At the same time, we’re on the prowl for new volatility in the market. This is not necessarily leading to a catastrophe like so many super-bears and even a few major institutions persistently are warning of last year and this year.
For us, holding core positions is fine, while cutting back on spikes as a necessary way to build liquidity to take advantage of volatility due soon.
How soon has always been the question following the ragged series we’d looked for all Winter and Spring, which I eventually labeled rinse & repeat. The leveraged Wall Street crowd dared not let this break, lest the trap door risk would rear its head again sort of like early February’s hit). At the moment that trap door is at least 100 handles below the S&P 500 (SPX) now.
This next go-round depends on a myriad of things going right, going wrong or for that matter what usually happens, a gray area neither black or white of course.
That’s part of why there are mixed views here, and also why the surveys of confidence rise or fall on business’s take on trade progress. (It means more than peace talks or the Iran nuclear issue for this market.)
It’s also just ahead of an expected solid 2nd Quarter earnings flow.

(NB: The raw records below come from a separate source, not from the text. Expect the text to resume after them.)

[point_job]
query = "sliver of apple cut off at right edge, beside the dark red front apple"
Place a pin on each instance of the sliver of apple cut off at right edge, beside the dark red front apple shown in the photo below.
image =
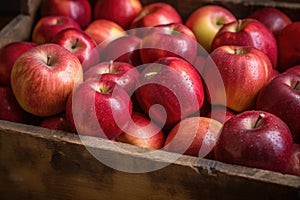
(294, 164)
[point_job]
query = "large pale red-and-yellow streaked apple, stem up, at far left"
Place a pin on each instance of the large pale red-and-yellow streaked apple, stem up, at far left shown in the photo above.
(43, 77)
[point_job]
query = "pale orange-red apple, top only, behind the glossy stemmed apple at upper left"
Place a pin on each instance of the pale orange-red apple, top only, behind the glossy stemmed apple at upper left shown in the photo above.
(102, 30)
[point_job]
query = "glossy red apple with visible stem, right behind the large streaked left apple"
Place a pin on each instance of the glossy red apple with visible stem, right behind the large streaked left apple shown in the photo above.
(77, 42)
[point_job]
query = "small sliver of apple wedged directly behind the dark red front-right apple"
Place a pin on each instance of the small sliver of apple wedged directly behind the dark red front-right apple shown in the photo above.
(221, 113)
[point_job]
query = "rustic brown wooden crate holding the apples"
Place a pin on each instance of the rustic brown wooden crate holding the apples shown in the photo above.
(38, 163)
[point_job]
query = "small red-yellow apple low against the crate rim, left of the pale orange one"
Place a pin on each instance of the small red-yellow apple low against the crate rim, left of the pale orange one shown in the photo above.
(142, 132)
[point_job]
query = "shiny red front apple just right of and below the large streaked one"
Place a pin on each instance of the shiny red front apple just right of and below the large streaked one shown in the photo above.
(101, 109)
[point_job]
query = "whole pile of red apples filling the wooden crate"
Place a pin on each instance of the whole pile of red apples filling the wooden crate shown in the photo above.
(210, 86)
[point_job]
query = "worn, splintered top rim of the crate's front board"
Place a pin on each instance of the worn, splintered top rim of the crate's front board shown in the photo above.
(210, 167)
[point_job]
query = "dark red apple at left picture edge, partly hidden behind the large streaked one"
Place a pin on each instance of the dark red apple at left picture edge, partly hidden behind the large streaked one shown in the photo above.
(8, 55)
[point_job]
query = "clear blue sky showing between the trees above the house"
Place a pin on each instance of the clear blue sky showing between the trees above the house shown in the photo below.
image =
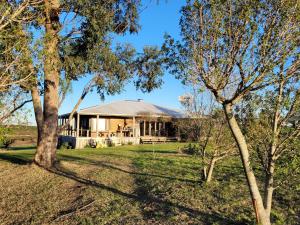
(155, 20)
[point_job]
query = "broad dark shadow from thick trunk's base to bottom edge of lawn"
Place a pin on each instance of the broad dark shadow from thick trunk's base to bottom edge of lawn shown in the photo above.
(144, 198)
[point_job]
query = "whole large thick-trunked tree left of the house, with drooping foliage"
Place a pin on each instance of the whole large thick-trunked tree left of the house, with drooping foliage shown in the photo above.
(66, 40)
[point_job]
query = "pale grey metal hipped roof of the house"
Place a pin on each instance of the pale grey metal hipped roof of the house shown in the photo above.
(131, 108)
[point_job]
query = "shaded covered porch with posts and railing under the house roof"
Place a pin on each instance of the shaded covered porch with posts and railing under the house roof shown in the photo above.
(103, 126)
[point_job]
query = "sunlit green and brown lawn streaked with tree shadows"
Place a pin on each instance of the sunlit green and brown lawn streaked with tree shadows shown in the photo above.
(145, 184)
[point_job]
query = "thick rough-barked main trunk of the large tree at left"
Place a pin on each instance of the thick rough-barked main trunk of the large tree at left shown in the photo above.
(46, 149)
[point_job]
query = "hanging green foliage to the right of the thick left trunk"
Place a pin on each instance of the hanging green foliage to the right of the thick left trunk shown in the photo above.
(91, 52)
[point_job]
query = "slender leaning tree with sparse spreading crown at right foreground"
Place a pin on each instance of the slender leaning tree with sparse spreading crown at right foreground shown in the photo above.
(238, 47)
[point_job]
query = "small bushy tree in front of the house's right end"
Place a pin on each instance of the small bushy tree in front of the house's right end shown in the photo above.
(206, 125)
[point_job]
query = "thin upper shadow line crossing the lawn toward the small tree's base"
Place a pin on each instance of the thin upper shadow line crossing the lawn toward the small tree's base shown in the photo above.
(110, 166)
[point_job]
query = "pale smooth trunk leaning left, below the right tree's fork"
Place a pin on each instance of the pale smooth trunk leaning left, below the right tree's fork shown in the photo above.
(261, 216)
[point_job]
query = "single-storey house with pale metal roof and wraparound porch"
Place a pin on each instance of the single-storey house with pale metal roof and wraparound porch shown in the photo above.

And there’s a seasonal pattern that often has a market firming into early-mid-July, and then it gets rocky.
So far, it’s more of a Rocky Balboa market that takes hits and keeps on, if you will. This also contributes to complacency and a sort of arrogance that even the big brokers are too pessimistic. The game is being well-played.
I have written a few times about buybacks and how that not only boosts the superficial earnings reports, but repeatedly revitalizes additional executive compensation, by virtue of pushing shares up. It’s not just opinion. Filings show the increased insider selling in the biggest companies shortly after their shares periodically advanced following rounds of buybacks.

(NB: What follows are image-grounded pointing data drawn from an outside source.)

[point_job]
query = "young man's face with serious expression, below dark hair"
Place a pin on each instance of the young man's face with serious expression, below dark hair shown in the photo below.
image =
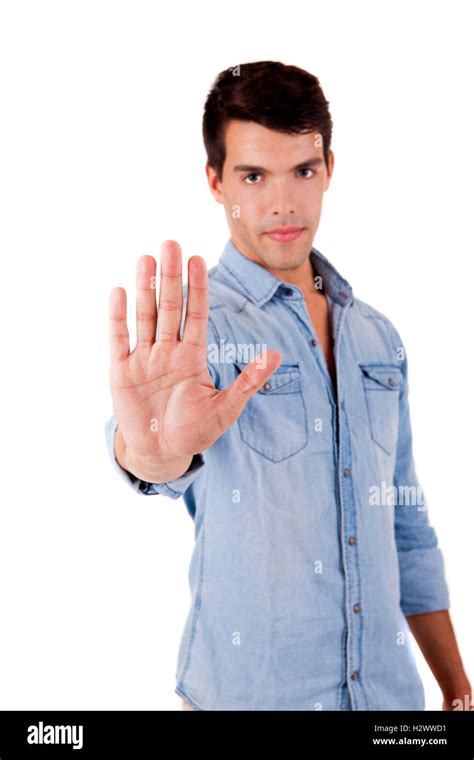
(271, 179)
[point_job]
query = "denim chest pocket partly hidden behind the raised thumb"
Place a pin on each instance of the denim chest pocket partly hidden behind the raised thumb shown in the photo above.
(274, 422)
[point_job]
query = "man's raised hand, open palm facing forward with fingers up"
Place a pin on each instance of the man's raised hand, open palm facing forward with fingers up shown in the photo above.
(165, 403)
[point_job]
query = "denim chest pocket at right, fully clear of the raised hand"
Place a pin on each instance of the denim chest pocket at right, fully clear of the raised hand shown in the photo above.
(382, 390)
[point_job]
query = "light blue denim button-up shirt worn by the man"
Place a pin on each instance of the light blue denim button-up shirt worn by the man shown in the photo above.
(312, 535)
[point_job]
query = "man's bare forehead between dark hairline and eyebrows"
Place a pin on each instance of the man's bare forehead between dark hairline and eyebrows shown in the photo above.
(250, 143)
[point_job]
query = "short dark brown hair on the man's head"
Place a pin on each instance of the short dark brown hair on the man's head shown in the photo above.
(277, 96)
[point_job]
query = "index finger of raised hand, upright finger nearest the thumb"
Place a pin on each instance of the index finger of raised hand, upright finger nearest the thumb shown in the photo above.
(197, 307)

That’s of course not a technical indicator, but it is part of why this market behaves, as it has and does.
Once interest rates really start firming that game has a shorter lifespan by the way. (If it’s not on the wane sooner anyway, as the majority of insiders sell strength but only on restricted plans that limit it.)
Technically this market has elevated the game a bit by moving over the standard deviation inflection of 2740-60 basis September S&P. So now it will press 2800 (barring existential news and Brexit is not such news) with perhaps some shifts related to Trump’s upcoming European trip. Now he’s becoming a distraction for PM May as she has domestic challenges with her soft Brexit that presumably the EU (and London’s mayor) like better.
Oil remains firm and should, but not significantly higher unless the Iranian forces illegally nudging into the exclusion zone of Syria near the Israeli and Golan territories fail to respond to calls from Israel, Egypt, Jordan, Saudi and Russia (the latter who enabled Iran and Hezbollah to maraud around the area) to withdraw.
Iran refuses even as Russia demands it, not just us. Then there is the Yemen conflict, which risks becoming sort of a Somalia situation for the Saudis, and our hands are not entirely detached from the conflict. At the same time the radical wing of Iran is threatening Persian Gulf Oil traffic and if they actually do anything, well that obviously is an instant crisis.